Creating a New JPF Module #
Creating a New JPF Module
So what do you have to do to create a new JPF module? For a quick shortcut to setting up most things, use the create_project script of the jpf-template module.
However, jpf-template cannot do everything for you, so see below for more information on how to finish setting up your new project.
Several steps are involved:
1. get familiar with the JPF configuration
You need to understand how your project will be looked up and initialized during JPF startup, and the place to learn that is the JPF configuration page. Once you know what site properties and project properties are, you can proceed.
2. get familiar with the standard JPF project layout
Although this is mostly convention, and you can deviate if you really need to, please try hard not to.
You can get the details from the JPF Runtime Modules page, but the essence is that each project has two (possible) major build artifacts:
jpf-<module>.jar- executed by the host (platform) VM (contains main classes and peers)jpf-<module>-classes.jar- executed by JPF (contains modeled classes)

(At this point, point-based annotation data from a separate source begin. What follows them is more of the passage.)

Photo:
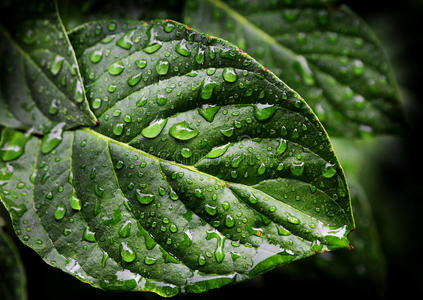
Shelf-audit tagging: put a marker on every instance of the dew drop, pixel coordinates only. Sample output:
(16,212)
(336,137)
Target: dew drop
(182,131)
(116,68)
(229,75)
(154,128)
(144,199)
(127,254)
(60,212)
(162,66)
(53,138)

Consequently, your sources are kept in src/main, src/peers, src/classes, src/annotations, src/tests and src/examples. You might only have some of these, but please provide regression tests so that people can check if your project works as expected.

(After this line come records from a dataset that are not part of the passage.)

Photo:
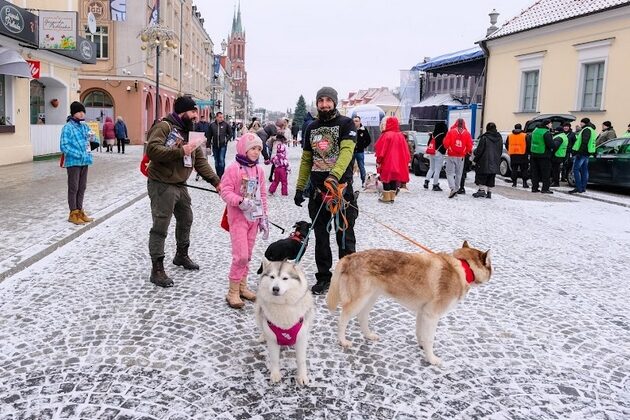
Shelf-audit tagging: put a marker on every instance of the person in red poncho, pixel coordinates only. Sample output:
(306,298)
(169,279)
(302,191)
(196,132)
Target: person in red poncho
(392,158)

All 3rd party code that is required at runtime goes into a lib directory.
We keep potential annotations separate (and provide additional jpf-<module>-annotations.jar) so that external projects (systems under test) can use them without relying on all JPF classes to be in their classpath. The idea is that this jar does not contain any code which could alter the system under test behavior if you execute it outside of JPF.

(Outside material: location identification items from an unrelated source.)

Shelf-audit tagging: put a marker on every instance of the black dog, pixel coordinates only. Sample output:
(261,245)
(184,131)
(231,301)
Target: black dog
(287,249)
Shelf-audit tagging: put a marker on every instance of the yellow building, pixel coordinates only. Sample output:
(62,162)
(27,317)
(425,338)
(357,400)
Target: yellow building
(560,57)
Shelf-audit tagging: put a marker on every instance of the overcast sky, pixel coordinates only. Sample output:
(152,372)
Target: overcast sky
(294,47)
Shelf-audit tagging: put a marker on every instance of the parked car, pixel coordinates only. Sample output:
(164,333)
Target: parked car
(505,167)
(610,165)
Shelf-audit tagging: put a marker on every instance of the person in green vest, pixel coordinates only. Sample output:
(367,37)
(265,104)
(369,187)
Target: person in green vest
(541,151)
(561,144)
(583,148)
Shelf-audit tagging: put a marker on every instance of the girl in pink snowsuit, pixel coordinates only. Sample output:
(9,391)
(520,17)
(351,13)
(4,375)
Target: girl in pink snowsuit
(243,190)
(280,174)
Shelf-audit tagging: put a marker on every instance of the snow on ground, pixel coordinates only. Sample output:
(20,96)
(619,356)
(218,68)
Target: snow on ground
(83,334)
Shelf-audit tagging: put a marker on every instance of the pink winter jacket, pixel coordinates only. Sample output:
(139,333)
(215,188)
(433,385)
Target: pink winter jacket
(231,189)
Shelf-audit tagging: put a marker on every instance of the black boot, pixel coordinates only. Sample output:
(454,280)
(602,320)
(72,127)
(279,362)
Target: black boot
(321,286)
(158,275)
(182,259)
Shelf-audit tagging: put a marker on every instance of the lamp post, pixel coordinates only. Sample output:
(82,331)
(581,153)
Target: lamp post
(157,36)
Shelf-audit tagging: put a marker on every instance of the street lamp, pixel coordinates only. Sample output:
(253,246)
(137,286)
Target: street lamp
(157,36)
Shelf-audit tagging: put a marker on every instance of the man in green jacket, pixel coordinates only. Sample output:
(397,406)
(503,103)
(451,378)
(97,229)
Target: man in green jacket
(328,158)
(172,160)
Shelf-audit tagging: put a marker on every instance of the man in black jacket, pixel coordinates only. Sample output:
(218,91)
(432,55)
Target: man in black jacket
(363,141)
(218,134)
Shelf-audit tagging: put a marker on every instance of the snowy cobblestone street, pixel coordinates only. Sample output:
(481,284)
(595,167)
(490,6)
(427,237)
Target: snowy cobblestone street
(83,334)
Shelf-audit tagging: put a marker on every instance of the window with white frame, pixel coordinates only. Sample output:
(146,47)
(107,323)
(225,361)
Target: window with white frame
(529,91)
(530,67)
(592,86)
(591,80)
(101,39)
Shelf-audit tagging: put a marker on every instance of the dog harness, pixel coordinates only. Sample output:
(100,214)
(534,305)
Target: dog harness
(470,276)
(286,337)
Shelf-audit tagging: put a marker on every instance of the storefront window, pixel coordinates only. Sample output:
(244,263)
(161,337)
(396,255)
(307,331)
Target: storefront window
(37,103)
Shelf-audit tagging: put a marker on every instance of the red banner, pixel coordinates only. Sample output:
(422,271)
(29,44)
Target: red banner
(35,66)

<The tools directory contains 3rd party libraries and tools that are used at build-time. For convenience reasons, we usually copy the small RunJPF.jar from the jpf-core in here, so that you can easily run JPF from the command line without the need for platform specific scripts or links, but that is completely optional.>
3. create a jpf.properties file
Within the root directory of each JPF module a project properties file is needed which is named jpf.properties. It contains the path settings the host VM and JPF need to know about at runtime. It looks like this:
# standard header
<module-name> = ${config_path}
# classpath elements for the host VM (java)
<module-name>.native_classpath = build/<module-name>.jar;lib/...
# classpath elements for JPF
<module-name>.classpath = build/<module-name>-classes.jar;...
# sources JPF should know about when creating traces etc.
<module-name>.sourcepath = src/classes;...
You can add other JPF properties, but be aware of that this is always processed during JPF startup if you add your module to the extensions list in your site.properties, and might conflict with other JPF modules. For this reason you should only add your module to extensions if you know it will always be used.
4. create your build.gradle
Our build process is Gradle based, hence we need a build.gradle file. The standard tasks are
cleanbuild(compiles and creates the jars)test(run JUnit regression tests, depends on build)
If you stick to the general layout, you can use jpf-core’s build.gradle as a template. Gradle automatically handles dependencies and classpath configuration for JPF components you depend on (at least jpf-core).
5. add your module to your site.properties
This is optional, you only need to do this if you want to be able to run your JPF module outside its own directory. If so, add an entry to your site properties file that looks like this:
...
<module-name> = <path to your JPF extension module>
...
6. publish your repository
You can publish this wherever you want (github, bitbucket, or gitlab are suitable free hosting services), or ask us to host it on the JPF server. If you decide to use a 3rd party hosting service, please let us/the JPF community know about it (e.g. by posting on our Discord server).